Este PL é resultado de um processo de luta social, tal qual inúmeros outros movimentos que se formaram ao longo dos tempos e resultaram em leis afirmativas. Cite-se a este respeito, por exemplo, apenas aqui no Brasil, sem desprezar outros exemplos mundiais, a luta pela anistia durante a ditadura militar; a batalha das “Diretas Já”; o movimento contra a carestia que resultou no Código de Defesa do Consumidor; as manifestações do 1º de maio que colocaram por terra a proibição de greve e a criminalização das – até então proibido pela ditadura militar; a liberdade sindical na Constituição Federal de 1988, dentre outros.

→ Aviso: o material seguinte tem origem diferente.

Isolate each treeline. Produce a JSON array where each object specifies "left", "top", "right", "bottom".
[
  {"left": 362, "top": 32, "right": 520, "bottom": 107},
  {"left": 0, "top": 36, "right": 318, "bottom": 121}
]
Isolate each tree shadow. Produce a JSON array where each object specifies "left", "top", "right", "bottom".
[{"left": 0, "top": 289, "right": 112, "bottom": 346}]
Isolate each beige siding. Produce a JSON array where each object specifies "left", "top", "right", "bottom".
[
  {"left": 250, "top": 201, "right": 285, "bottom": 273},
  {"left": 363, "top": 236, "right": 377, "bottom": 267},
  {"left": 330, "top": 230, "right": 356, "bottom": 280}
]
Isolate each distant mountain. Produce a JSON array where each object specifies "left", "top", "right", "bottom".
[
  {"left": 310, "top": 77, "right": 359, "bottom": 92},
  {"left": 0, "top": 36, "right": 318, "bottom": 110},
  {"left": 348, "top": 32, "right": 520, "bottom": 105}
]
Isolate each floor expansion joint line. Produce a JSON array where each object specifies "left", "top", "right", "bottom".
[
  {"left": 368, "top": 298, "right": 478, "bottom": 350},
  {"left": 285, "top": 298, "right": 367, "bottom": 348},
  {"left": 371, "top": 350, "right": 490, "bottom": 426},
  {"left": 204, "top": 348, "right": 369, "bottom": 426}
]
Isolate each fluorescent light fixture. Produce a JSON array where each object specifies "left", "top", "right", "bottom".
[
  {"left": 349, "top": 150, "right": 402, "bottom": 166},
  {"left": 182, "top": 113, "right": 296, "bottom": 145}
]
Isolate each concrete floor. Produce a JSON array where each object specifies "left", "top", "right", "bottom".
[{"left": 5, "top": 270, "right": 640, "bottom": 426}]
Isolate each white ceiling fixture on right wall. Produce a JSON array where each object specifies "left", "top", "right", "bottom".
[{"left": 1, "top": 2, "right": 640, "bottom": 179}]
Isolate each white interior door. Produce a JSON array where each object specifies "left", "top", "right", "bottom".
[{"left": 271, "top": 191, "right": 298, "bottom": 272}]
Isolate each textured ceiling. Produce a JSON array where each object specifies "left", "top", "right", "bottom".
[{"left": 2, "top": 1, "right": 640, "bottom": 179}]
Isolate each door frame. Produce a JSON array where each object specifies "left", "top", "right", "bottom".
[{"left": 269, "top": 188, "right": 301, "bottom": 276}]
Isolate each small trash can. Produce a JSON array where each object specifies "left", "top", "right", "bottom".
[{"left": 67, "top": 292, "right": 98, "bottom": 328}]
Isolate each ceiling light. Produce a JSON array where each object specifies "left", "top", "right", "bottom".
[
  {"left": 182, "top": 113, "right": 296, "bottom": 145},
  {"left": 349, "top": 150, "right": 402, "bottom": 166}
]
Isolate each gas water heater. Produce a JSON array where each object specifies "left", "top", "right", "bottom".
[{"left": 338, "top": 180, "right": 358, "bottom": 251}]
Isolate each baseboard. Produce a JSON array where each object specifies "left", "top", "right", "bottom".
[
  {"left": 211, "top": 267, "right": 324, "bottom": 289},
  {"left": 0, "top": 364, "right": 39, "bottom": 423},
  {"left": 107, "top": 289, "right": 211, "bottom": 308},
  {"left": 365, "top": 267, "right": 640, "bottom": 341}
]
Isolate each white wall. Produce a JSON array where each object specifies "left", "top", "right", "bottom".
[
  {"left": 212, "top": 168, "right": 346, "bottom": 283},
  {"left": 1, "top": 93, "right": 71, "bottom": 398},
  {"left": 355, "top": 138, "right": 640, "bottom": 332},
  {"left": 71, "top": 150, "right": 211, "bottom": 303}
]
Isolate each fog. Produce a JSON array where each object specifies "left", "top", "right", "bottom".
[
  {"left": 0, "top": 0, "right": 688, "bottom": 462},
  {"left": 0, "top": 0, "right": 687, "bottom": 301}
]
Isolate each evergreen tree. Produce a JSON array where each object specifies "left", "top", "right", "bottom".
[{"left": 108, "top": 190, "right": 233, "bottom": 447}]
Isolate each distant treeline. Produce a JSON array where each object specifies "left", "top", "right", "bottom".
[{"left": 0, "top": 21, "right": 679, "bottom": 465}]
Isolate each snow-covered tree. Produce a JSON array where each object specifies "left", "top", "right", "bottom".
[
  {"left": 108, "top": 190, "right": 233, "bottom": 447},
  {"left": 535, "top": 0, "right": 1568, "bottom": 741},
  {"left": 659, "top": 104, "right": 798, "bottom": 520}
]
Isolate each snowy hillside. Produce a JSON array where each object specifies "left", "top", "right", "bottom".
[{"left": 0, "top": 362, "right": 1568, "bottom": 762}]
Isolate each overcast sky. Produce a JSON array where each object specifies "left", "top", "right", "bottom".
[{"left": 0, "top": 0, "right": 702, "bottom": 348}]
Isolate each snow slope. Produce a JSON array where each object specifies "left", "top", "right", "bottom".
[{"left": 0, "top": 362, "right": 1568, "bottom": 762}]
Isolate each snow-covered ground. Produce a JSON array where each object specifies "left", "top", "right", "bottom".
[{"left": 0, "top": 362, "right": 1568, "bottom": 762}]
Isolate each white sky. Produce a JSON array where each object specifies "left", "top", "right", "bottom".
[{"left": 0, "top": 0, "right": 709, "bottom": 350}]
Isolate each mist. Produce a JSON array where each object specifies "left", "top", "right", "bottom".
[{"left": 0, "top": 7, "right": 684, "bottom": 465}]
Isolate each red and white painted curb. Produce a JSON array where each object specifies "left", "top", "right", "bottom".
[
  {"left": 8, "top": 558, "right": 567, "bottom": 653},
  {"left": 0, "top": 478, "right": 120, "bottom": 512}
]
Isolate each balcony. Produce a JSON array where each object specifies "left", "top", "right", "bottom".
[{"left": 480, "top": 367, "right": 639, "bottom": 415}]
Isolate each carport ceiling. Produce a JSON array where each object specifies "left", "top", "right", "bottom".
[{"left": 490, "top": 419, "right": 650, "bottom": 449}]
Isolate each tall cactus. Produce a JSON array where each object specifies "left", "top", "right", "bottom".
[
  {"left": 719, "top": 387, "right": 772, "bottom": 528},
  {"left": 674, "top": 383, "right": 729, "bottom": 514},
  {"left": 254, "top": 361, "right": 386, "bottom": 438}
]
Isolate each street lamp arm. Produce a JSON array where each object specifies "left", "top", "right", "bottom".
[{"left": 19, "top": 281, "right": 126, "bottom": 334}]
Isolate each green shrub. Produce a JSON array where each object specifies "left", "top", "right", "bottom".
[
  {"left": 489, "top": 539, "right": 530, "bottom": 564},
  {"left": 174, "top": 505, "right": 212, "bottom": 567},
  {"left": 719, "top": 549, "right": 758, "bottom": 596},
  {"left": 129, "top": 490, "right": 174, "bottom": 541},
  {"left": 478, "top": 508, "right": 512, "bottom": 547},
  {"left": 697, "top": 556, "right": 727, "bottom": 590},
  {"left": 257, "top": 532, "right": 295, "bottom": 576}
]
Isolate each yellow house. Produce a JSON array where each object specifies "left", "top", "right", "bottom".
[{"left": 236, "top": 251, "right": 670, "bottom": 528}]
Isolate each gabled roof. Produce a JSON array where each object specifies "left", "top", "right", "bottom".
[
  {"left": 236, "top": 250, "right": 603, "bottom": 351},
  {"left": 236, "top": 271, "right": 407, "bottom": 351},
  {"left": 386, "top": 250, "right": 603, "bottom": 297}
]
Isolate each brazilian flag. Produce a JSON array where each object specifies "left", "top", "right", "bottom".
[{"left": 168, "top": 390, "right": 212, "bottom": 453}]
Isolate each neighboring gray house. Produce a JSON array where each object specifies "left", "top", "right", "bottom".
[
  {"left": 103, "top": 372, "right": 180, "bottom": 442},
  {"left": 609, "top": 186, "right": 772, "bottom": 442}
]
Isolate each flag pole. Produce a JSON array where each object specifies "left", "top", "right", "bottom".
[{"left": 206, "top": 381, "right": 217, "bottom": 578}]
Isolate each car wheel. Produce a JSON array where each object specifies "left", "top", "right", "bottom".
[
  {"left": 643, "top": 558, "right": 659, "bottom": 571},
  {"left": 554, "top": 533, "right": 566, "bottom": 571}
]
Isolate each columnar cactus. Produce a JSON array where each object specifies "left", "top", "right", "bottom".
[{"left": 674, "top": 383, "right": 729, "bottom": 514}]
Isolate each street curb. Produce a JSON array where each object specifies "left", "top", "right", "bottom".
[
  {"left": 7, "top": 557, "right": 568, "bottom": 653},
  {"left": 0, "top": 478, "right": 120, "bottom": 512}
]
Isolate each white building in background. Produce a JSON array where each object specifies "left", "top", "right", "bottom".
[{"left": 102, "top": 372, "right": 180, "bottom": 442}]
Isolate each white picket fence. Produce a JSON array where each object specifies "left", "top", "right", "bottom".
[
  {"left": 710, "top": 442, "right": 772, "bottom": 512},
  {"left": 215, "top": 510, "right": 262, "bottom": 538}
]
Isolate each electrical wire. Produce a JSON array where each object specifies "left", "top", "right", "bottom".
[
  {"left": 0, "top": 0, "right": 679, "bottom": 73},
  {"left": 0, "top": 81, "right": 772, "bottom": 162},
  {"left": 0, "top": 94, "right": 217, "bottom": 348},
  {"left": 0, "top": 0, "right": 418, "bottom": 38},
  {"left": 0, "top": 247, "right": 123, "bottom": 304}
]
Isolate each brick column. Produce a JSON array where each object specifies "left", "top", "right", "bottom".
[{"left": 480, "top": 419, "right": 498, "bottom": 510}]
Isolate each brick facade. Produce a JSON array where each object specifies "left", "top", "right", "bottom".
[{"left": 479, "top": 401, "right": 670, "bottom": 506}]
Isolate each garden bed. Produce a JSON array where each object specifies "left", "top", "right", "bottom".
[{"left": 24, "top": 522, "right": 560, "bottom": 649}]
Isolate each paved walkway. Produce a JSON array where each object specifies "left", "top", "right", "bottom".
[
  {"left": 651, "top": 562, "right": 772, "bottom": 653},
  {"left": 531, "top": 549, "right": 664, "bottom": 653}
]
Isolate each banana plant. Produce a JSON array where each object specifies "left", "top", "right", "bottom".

Nesta semana, somos informados por órgãos do Governo do Estado que, depois de várias reuniões na SMA – Secretaria de Estado do Meio Ambiente, vislumbra-se um acordo com a Ecovias – empresa que administra o sistema Anchieta-Imigrantes e discute-se um projeto de construção de uma ciclovia do km 38 ao 45 da Rodovia Imigrantes interligando esta rodovia com a Estrada da Manutenção e isso permitirá ao ciclista chegar até a baixada santista, diminuindo sensivelmente os riscos até então existentes e a proibição da descida da serra de bicicleta.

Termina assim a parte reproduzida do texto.